It wasn’t devastating news, but it wasn’t the kind of thing you want the first thing Saturday morning, either.
According to the report, which I guess had been kicking around for a few days but I didn’t see it until Saturday, the Google company has plans to destroy my Google Pixel 6a cellular telephone. They had already done it to Pixel 4a telephones.
The problem is that they ship dangerous batteries in these expensive devices. As does every other maker of gadgets that use lithium-ion (li-ion) batteries. If you have a rechargeable phone — or rechargeable car, or rechargeable anything — the chances are you are carrying a potential firebomb around with you. Or will be.
The danger has been known for a long time, and we’ve mostly managed it, as we have for instance, managed to drive cars with big tanks of gasoline (or propane!) without most of them catching fire and blowing up.
We’ve known from the beginning that lithium-ion batteries are dangerous. That’s why in the early days of cellular telephones (and other gadgets that use li-ion batteries), the batteries were easily replaced. But no more.
For the decade that I used BlackBerry telephones I had no worry in this regard. You could, and if you were smart did, get a spare battery or two, and rotated batteries every month or so. This extended the life of all the batteries, made malfunctions less likely, and most important did not hold your cellular phone hostage to a dodgy battery that effectively could not be replaced.
For the first couple of decades of cellular telephone popularity most if not all phones had replaceable batteries.
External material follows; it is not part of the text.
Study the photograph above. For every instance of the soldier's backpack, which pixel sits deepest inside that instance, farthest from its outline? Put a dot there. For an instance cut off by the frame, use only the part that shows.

Even now, the cordless landline phones I use in my house have easily replaced batteries. (They’re not li-ion, either, possibly because the lawyers asked the makers how many burned-down houses they’d be willing to pay for.) Every few years, I replace the batteries; their failure mode is simply ceasing to work. They’re cheap.
When cellular phones became “smart” phones for people who used them to play games and watch cat videos, compromises were made. Apple introduced the iPhone in 2007. It shockingly did not have a replaceable battery. From the beginning, the iPhone was marketed as a fashion accessory, meant to be replaced regularly by consumers who had more dollars than sense. If those so foolish as to not pay the Apple coolness toll at the release of each new model suffered the occasional fire, well, whose fault was that?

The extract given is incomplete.